Alors pour l'histoire ça va être dur de tout résumer vu que j'ai fais plein de trucs pendant que le film tournait. Je vois déjà les spectateurs 4 étoiles dithyrambiques d'Allociné me conspuer "nan mai c pas bien, comen tu sé que c movai ta cherché du chocolat dan le frigo pendan ce tan là !" (ah merde je me suis trahie dans l'imitation du kikoolol, j'ai mis un accent grave à "là"). Conspuez moi les gars et les filles, conspuez moi je le mérite parce que déjà à peine le générique passé, j'ai failli m'endormir et comme j'avais vraiment trop TROP peur de me frotter au nouveau Freddy dans mes rêves, j'ai du trouver plein de subterfuges pour ne pas tomber dans ses lames. Pourtant j'avais bien dormi la nuit d'avant (mes 10 heures quotidiennes), j'avais fait une bonne sieste dans l'aprèm (3 malheureuses heures) alors je ne m'explique toujours pas pourquoi les yeux m'ont picotée dès les 10 premières minutes ?

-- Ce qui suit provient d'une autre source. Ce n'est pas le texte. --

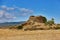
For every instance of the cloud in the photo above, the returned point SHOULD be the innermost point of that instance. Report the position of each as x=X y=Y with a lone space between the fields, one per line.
x=11 y=13
x=5 y=16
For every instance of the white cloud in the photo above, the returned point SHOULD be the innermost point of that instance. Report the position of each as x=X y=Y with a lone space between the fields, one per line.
x=10 y=13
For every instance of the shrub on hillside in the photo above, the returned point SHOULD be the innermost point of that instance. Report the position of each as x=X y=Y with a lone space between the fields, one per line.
x=19 y=27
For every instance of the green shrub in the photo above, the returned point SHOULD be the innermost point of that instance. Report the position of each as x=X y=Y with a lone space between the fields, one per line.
x=19 y=27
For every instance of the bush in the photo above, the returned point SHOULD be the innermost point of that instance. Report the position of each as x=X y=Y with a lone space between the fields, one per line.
x=19 y=27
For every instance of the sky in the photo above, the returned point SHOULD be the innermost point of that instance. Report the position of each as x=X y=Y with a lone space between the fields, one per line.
x=21 y=10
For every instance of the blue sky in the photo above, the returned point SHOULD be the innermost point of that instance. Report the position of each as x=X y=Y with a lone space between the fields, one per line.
x=20 y=10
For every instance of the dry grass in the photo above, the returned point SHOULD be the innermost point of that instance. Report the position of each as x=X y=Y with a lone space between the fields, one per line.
x=6 y=34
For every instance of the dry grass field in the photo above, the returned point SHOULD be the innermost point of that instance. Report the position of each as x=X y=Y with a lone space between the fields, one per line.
x=8 y=34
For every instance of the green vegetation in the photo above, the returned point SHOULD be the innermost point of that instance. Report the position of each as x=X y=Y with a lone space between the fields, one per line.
x=20 y=27
x=44 y=19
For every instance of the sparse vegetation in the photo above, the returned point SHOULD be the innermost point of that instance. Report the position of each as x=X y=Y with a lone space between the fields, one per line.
x=20 y=27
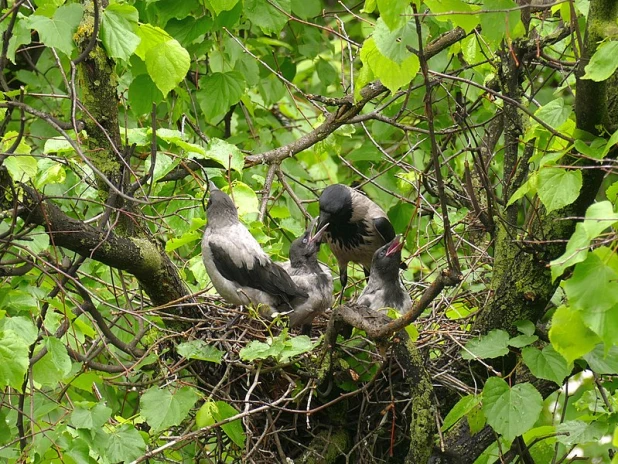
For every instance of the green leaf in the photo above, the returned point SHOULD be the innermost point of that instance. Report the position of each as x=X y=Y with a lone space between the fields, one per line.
x=555 y=113
x=492 y=345
x=219 y=92
x=150 y=37
x=22 y=326
x=167 y=64
x=463 y=407
x=21 y=168
x=118 y=26
x=463 y=16
x=546 y=364
x=88 y=415
x=212 y=412
x=603 y=63
x=124 y=444
x=13 y=359
x=392 y=12
x=511 y=411
x=602 y=362
x=58 y=30
x=569 y=336
x=222 y=5
x=225 y=153
x=268 y=14
x=199 y=349
x=393 y=44
x=599 y=217
x=393 y=75
x=166 y=407
x=558 y=187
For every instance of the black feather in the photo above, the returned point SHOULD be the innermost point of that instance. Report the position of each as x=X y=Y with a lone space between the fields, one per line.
x=269 y=278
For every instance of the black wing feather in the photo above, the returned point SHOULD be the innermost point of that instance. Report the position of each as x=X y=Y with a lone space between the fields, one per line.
x=384 y=228
x=269 y=278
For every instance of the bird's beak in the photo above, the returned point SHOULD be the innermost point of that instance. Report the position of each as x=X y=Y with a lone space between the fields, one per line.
x=317 y=237
x=395 y=246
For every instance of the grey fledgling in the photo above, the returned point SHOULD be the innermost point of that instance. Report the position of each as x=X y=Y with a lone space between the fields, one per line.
x=311 y=276
x=239 y=269
x=384 y=289
x=357 y=227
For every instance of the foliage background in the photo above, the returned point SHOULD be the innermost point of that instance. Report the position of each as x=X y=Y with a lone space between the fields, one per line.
x=485 y=129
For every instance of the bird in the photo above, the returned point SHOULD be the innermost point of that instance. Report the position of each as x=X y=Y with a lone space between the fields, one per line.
x=311 y=276
x=384 y=289
x=357 y=227
x=240 y=270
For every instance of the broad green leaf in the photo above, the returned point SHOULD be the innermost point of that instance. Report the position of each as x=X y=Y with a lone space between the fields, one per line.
x=500 y=26
x=393 y=75
x=165 y=407
x=393 y=44
x=124 y=444
x=511 y=411
x=13 y=359
x=212 y=412
x=118 y=26
x=219 y=91
x=22 y=326
x=599 y=217
x=150 y=37
x=558 y=187
x=601 y=362
x=58 y=30
x=222 y=5
x=225 y=153
x=603 y=63
x=21 y=168
x=555 y=113
x=199 y=349
x=88 y=415
x=392 y=12
x=21 y=36
x=167 y=64
x=461 y=408
x=576 y=432
x=492 y=345
x=569 y=336
x=546 y=364
x=268 y=14
x=463 y=16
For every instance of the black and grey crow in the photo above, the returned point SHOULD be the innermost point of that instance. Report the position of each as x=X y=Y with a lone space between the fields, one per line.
x=239 y=269
x=357 y=227
x=384 y=289
x=311 y=276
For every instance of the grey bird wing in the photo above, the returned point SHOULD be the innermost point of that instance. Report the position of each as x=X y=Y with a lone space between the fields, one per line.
x=384 y=228
x=252 y=268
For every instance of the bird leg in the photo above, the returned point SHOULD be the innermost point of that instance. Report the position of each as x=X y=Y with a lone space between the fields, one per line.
x=343 y=278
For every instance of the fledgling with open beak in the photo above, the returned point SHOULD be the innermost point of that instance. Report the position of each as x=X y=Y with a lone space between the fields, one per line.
x=240 y=270
x=384 y=289
x=357 y=227
x=311 y=276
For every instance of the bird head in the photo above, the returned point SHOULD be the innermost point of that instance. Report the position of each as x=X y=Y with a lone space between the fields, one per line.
x=305 y=248
x=335 y=205
x=386 y=260
x=220 y=206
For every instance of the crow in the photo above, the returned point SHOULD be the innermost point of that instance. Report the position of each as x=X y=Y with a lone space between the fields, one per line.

Hein pourquoi ? Ben juste madame et monsieur parce que c'est très chiant A nightmare on Elm Street version 2010, c'est joué avec les pieds, c'est tourné tout pareil, et l'histoire empruntée légitimement à l'original vu que c'est un remake, a été épurée de tous ses aspects intéressants pour nous servir un truc indigeste à la sauce ados abrutis. J'avais l'impression de me remater le remake de Fog (oui je sais j'ai une vie sociale hypra remplie et des goûts artistiques très sûrs). Qu'est devenue la dimension onirique de l'original ? Pourquoi dépeindre des adolescents aussi caricaturaux, ça existe les jeunes intelligents et aussi tourmentés ? Pourquoi foutre des bruitages à la con toutes les deux secondes pour faire bondir la pucelle sur son siège de cinéma ? Ca m'a réveillée en plus bordel (remarquez heureusement j'étais assoupie sur une tablette pâteuse de Lindt chocolait au lait/amandes et un tube de crème tannante pour les pieds), et j'étais de mauvaise humeur après j'ai du me curer le nez intensivement pour me calmer.


Pis quel est le tâcheron qu'a arrangé la trombine de mon Freddy hein ?????

 

Freddy Haley

 

On dirait une tête de fion au pepperoni ! Regardez-moi ces yeux enfoncés dans le trou de balle complètement inexpressifs ! Et je ne vous ai pas mis le son hein, parce que le doublage français façon Rambo valait son pesant de coucougnettes aussi... (et non je ne pousserai pas le vice à me mater la VOST maintenant...)


Ah Robert Englund c'était le bon vieux temps, madame et monsieur... et je suis bien contente d'avoir maté Les griffes de la nuit l'unique à sa sortie dans les années 80 parce qu'allez savoir, si j'avais 11 ans là tout de suite, si ça se trouve j'aurai bien aimé ce truc là pondu en 2010...


Allez savoir... mais bon ça existe les jeunes aimant autre chose que les purges formatées non ???